Wittmann Battenfeld talked about having a vertical rotary table Power machine at K 2016. It confirmed later it will be a new CM-R series tie-barless machine (CM 40/210 R1280) with 400 metris tons of clamping force. Its servo-controlled injection unit is arranged vertically and carried by a vertical C-frame. There is free access between the two clamping cylinders and a Sick sensor system eliminates conventional safety protection.
In Vienna, a new W833 Pro robot worked with a SmartPower 240/130 machine using the Cellmould process for physical foam molding. It produced a polycarbonate/ABS structural foam automotive bezel with 75.6s cycle time.
There were no signs of conventional foam structures or sink marks on the black high gloss top surface. This was achieved by reducing frozen stress by combining variotherm dynamic rapid heating and cooling (RHC) with a single‑cavity BFmold ball-filled close contour mold.
The BFmold technology was developed by KIMW Kunststoff Institut Lüdenscheid. Since 2010, Wittmann Battenfeld has marketed BFmold worldwide for relatively flat parts such as bezels, as well as the front covers of espresso machines, desk telephones and designer WC flush panels such as those made by Sanit. Low pressure and melt viscosity also enables overmolding frames around glass pane inserts, as KIMW has shown.
The bezel top surface also had a partially fine-structured surface, its precise reproduction of the mold surface eased by lowered melt viscosity due to foaming, and also RHC enabling injection into a relatively hot cavity, avoiding premature melt front freezing.

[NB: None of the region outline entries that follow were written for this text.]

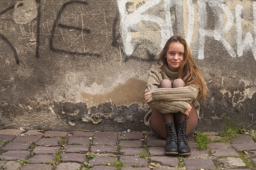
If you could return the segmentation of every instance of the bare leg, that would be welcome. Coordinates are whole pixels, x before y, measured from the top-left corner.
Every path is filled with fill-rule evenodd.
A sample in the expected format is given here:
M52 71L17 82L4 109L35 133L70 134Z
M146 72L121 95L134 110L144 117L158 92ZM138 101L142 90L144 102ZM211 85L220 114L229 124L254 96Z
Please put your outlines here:
M169 81L169 80L166 80ZM174 82L175 82L174 81ZM171 88L172 87L173 85L173 84L172 85L171 84L171 85L172 86ZM186 86L186 85L185 85ZM160 87L163 86L160 86ZM163 88L164 87L162 87L162 88ZM167 87L166 87L166 88ZM190 105L192 107L192 109L191 109L191 111L189 113L189 119L188 119L186 123L186 136L189 135L189 134L190 134L195 128L198 121L198 114L196 112L196 110L195 110L195 106L194 105L193 103L190 104ZM185 116L185 115L182 113L180 113L180 115L182 114ZM167 115L169 114L167 114ZM162 122L165 122L163 115L163 114L162 114L159 111L157 110L153 110L152 112L152 114L151 114L150 125L151 125L151 127L152 128L154 132L155 132L157 134L158 134L158 135L164 138L166 138L166 132L165 125L164 124L162 123Z

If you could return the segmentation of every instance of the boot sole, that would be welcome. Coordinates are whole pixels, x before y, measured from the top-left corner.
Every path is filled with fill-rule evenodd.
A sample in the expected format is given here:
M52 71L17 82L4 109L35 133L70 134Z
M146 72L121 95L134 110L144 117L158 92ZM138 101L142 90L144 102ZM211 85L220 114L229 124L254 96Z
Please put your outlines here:
M184 156L184 155L190 155L191 154L191 152L188 152L187 153L179 153L179 155L182 156Z
M167 154L169 155L177 155L179 154L178 152L166 152L164 151L164 153L165 154Z

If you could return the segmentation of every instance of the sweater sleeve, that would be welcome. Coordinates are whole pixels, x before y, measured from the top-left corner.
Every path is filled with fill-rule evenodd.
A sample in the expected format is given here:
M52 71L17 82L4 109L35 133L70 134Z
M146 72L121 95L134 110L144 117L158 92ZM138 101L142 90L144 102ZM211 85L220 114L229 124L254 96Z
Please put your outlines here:
M153 101L148 103L152 110L157 110L164 114L180 112L184 113L189 108L189 103L183 101Z
M196 99L199 91L198 87L191 85L177 88L155 88L151 91L154 101L185 101L190 103Z

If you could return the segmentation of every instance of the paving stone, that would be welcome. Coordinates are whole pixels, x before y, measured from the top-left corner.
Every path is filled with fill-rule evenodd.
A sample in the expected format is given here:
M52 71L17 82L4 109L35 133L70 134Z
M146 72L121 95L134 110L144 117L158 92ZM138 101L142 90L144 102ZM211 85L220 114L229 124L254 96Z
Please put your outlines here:
M255 166L256 166L256 158L253 158L253 159L251 159L251 161L253 163L253 164Z
M164 155L164 147L149 147L148 152L151 156L158 155Z
M230 141L231 144L241 144L244 143L254 143L252 138L248 135L242 134Z
M102 157L102 156L108 156L108 157L113 157L114 158L117 158L116 155L113 153L97 153L95 154L95 156L97 157Z
M138 155L140 152L146 152L146 150L138 147L122 147L120 149L120 152L122 155Z
M32 152L35 155L40 154L55 154L56 151L61 149L61 147L57 146L46 147L46 146L36 146Z
M224 142L211 143L208 144L209 149L227 149L227 146Z
M12 142L36 142L40 139L41 139L41 136L40 136L32 135L20 136L16 138Z
M20 170L52 170L54 167L52 165L46 164L26 164Z
M37 130L29 130L25 133L26 135L36 135L41 136L44 135L44 133L38 132Z
M140 147L142 146L143 142L140 140L135 141L123 140L120 141L119 146L122 146L126 147Z
M248 151L248 154L247 154L247 157L250 158L252 157L256 156L256 151Z
M141 139L144 138L144 135L141 132L122 133L121 136L128 139Z
M234 149L215 149L211 150L212 155L215 156L238 156L239 154Z
M256 143L254 142L244 142L242 144L231 144L231 146L238 150L256 149Z
M54 156L49 154L36 155L28 160L29 164L45 164L55 162Z
M28 150L10 150L0 155L0 159L6 161L17 160L25 159L29 155L30 152Z
M196 142L195 141L188 141L188 144L190 147L191 149L197 149L198 147L196 145Z
M81 167L81 164L77 163L61 163L57 166L55 170L77 170Z
M20 162L17 161L9 161L5 163L3 167L6 170L16 170L19 169L22 166Z
M27 150L29 148L31 144L26 142L11 142L7 144L3 148L3 150Z
M185 159L183 160L186 169L212 169L216 168L212 161L208 159Z
M93 136L93 133L88 132L84 132L81 130L73 130L69 133L75 137L90 137Z
M161 139L151 139L148 141L148 146L164 146L165 147L166 141Z
M84 154L79 153L62 153L61 156L62 162L76 162L82 164L86 160Z
M43 138L38 142L38 145L41 146L58 146L59 140L61 138L54 137L52 138Z
M116 146L93 145L91 147L91 151L95 153L115 153L117 150Z
M219 136L208 136L208 137L210 139L211 142L220 141L221 140L221 138Z
M20 130L20 129L3 129L0 130L0 134L3 135L12 135L17 136L20 134L24 130Z
M67 132L63 132L61 131L47 131L44 133L44 137L48 137L49 135L54 137L64 137L67 135Z
M116 170L116 167L112 166L96 166L89 169L90 170Z
M94 137L99 138L115 138L117 137L118 133L116 132L98 132L94 135Z
M93 144L116 145L117 143L116 138L96 138L93 140Z
M185 158L187 159L202 159L209 157L209 155L208 153L204 152L199 150L191 150L191 154L190 155L184 156L184 157Z
M170 156L154 156L150 160L156 161L162 166L174 167L179 164L179 159L177 157Z
M88 146L68 144L66 147L65 153L84 153L88 150Z
M240 158L227 157L217 159L217 160L223 163L224 167L228 168L246 166Z
M3 166L6 163L7 161L0 161L0 166Z
M150 169L148 167L122 167L121 170L150 170Z
M204 132L203 134L207 136L217 136L218 135L217 133L215 132Z
M146 135L147 138L148 139L161 139L161 138L157 136L153 132L149 132Z
M72 137L68 138L69 144L76 144L89 145L90 142L89 138L81 138L79 137Z
M120 162L124 162L128 167L132 167L134 164L140 167L147 167L148 161L144 158L140 158L137 156L122 156L120 157Z
M89 163L94 165L101 165L101 164L113 164L114 160L117 160L117 158L113 157L95 157L89 161Z
M12 141L16 137L16 136L14 135L0 134L0 141Z

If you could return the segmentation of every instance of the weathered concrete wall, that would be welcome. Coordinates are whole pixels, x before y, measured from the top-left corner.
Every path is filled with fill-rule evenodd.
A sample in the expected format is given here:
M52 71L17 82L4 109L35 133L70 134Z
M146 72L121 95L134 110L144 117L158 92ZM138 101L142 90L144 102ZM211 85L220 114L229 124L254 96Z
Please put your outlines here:
M186 37L209 89L201 129L256 116L256 2L0 1L0 127L148 130L157 54Z

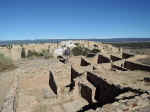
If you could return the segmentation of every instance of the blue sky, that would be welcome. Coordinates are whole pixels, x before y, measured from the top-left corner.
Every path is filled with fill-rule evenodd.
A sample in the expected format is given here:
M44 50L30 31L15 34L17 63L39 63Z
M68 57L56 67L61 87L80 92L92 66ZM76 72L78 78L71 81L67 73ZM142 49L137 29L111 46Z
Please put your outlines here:
M0 0L0 40L150 37L150 0Z

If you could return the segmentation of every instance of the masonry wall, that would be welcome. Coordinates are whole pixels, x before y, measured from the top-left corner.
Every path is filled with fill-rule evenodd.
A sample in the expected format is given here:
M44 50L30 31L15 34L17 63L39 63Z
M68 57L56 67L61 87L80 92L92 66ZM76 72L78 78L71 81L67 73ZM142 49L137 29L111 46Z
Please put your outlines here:
M129 70L145 70L145 71L150 71L150 66L148 65L143 65L143 64L137 64L129 61L125 61L124 67L129 69Z
M120 89L107 83L97 75L88 72L87 80L96 87L95 99L101 104L111 102L120 93Z
M128 59L128 58L133 57L133 56L134 56L134 55L132 55L132 54L122 53L122 58L123 58L123 59Z
M121 58L113 56L113 55L111 55L110 57L111 57L112 62L121 60Z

New for the compact SmartPower series is a low-noise servo drive and the clamping force has been extended up to 350 tonnes, the machines now covering 160-350 tonnes.
A SmartPower 350/2250 was shown backmolding a glass reinforced polypropylene against a natural fiber reinforced PP composite sheet insert. The first material was black Fibremod GB303 HP, a 30 percent long glass fiber reinforced PP grade from Borealis, and the second was HACOsol N compression molded non-woven natural fiber reinforced PP organic sheet from JH Ziegler. The insert was made in the production cell with use of Krelus infrared heaters. An edge-folding slider formed the sheet in the mold, where a punching die stamped out apertures during backmolding. Cycle time in a single-cavity Georg Kaufmann mold was 58.8s.
A Wittmann W843 Pro robot, fitted with integrated insert needle and suction part removal grippers in the end-of-arm-tooling, handled unheated and hot organic sheet inserts and final moldings. Wittmann Battenfeld ran the same demonstration with Ziegler participation at Plastimagen 2016 in Mexico City in March, on a larger MacroPower 450/2250.
Wittmann Battenfeld talked of high servo‑hydraulic dynamics and efficiency on SmartPower machines, and high energy efficiency with the KERS kinetic energy retrieval system. Efficiency is also enhanced with HiQ-Cushion melt cushion control.
Ziegler has developed non-woven organic sheets based on basalt, glass and natural fibers (flax, hemp, kenaf), with NF versions used for automotive door and instrument panels. The company, which is targeting substitution of injection molded panels, claims NF‑PP organic sheet is a less expensive solution, with enhanced (splinter-free) crash performance and 30‑40 percent lower weight, also due to variable thickness possibilities. It says making organic sheet preforms, it can cut customers' processing effort, and it recycles off-cuts back into organic sheet production.